# 1 month in........



## sallyday10 (May 22, 2012)

Hi All,

I'm Mike, I live near Warrington in Cheshire.

After 5 months searching I've finally bought a MK1 225 coupe in Amulet Red. She's a 45,000 mile example and makes me grin like a kid every time I drive her.

I've previously owned an A4 Avant diesel (for 10 years!!!), prior to that a Scooby MK1 Catalunya, MK2 Golf 16V and my first love a '77 Celica 1600ST.

I've spent plenty of time scouring the forum for info prior to my purchase and I'm grateful to all the people who've posted on here.

Looking forward to sharing my TT experiences with you all.

Mike.


----------



## V6RUL (May 28, 2009)

Hi, check out north west meets.
Steve


----------



## TTchan (Mar 24, 2012)

Hey mike welcome


----------



## Hoggy (May 8, 2002)

Hi Mike, Welcome to the TTF. 
Had my 2001 *Amulet Red* TT from new & still luv her. Lets see some pics soon. 8) 
Hoggy.


----------



## YELLOW_TT (Feb 25, 2004)

Welcome


----------



## The Blue Bandit (Sep 22, 2011)

... welcome to the forum Mike, and to TT ownership ...
Steve


----------



## TT K8 (Sep 13, 2009)

Hoggy said:


> Hi Mike, Welcome to the TTF.
> Had my 2001 *Amulet Red* TT from new & still luv her.

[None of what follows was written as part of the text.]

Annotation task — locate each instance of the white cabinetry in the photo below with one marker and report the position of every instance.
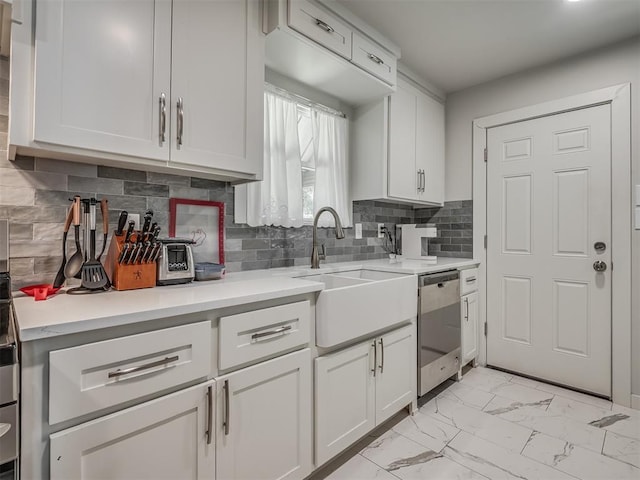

Lets see some pics soon. 8)
> Hoggy.


Best colour!


----------



## jason11 (Aug 29, 2009)

Nice low miles 

I can't find one lol


----------



## Hoggy (May 8, 2002)

jason11 said:


> Nice low miles  I can't find one lol


Hi, That's because I have it...  8) 
Hoggy.


----------